To repeat two mantras which most of us who analyse accidents have been trying to promulgate for decades:
1. Accidents generally don't have one cause. They have many causal factors.
2. Putting the responsibility on the people in the pointy end does not necessarily lead to effective countermeasures.
Amongst causal factors which have arisen more than once in noteworthy overrun accidents have been
* misleading weather reports, in particular wind (for example, pilots are expecting a headwind on the runway and they encounter instead a tail wind)
* state of the runway surface (particularly low coefficient of friction; presence of a disadvantageous amount of standing water)

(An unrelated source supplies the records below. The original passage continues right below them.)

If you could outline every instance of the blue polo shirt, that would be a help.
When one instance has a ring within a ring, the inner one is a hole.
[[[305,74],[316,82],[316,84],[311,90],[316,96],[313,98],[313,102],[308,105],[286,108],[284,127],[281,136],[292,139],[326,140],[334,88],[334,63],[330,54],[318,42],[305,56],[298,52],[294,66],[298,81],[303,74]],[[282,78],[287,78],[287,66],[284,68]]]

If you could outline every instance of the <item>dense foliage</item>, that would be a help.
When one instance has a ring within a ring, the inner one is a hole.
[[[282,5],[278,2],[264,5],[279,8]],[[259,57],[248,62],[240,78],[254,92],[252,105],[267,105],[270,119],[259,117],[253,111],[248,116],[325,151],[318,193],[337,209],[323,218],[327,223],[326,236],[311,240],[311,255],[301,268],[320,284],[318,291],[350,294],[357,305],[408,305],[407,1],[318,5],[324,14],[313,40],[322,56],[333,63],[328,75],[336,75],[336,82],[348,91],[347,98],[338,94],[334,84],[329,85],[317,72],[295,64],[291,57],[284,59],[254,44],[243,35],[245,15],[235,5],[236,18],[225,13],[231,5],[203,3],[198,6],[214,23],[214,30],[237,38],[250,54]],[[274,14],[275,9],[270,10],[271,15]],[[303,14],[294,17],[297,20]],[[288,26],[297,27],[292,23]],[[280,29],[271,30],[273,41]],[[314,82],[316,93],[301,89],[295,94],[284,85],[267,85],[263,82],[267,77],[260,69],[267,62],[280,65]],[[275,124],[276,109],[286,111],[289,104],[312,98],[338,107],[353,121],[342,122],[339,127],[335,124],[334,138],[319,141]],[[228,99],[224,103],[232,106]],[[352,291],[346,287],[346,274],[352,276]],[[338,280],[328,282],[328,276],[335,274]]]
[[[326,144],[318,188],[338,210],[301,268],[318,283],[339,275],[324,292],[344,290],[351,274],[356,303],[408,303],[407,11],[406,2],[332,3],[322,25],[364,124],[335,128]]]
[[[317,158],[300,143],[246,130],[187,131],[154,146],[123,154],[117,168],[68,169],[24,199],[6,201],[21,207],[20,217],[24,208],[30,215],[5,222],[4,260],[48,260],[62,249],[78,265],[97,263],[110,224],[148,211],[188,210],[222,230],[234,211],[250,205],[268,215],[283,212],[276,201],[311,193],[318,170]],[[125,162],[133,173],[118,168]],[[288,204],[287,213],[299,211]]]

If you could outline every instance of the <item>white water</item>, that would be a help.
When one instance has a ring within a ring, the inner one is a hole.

* misleading reports, or lack of reports, to flight crew of runway friction characteristics
* airline SOPs (for example, how many extra knots to be carried/may be carried on approach, under what conditions and under what expectations)
* inappropriate assumptions by procedure designers about how pilots behave upon experiencing a lack of expected braking performance
* inappropriate decisions made by flight crew
There have been overrun accidents in which, I would argue, the flight crew's decisions were appropriate in light of the information they were given, the operating procedures of their airline and the understood characteristics of the aircraft they were flying. (But, of course, not appropriate according to the reality!)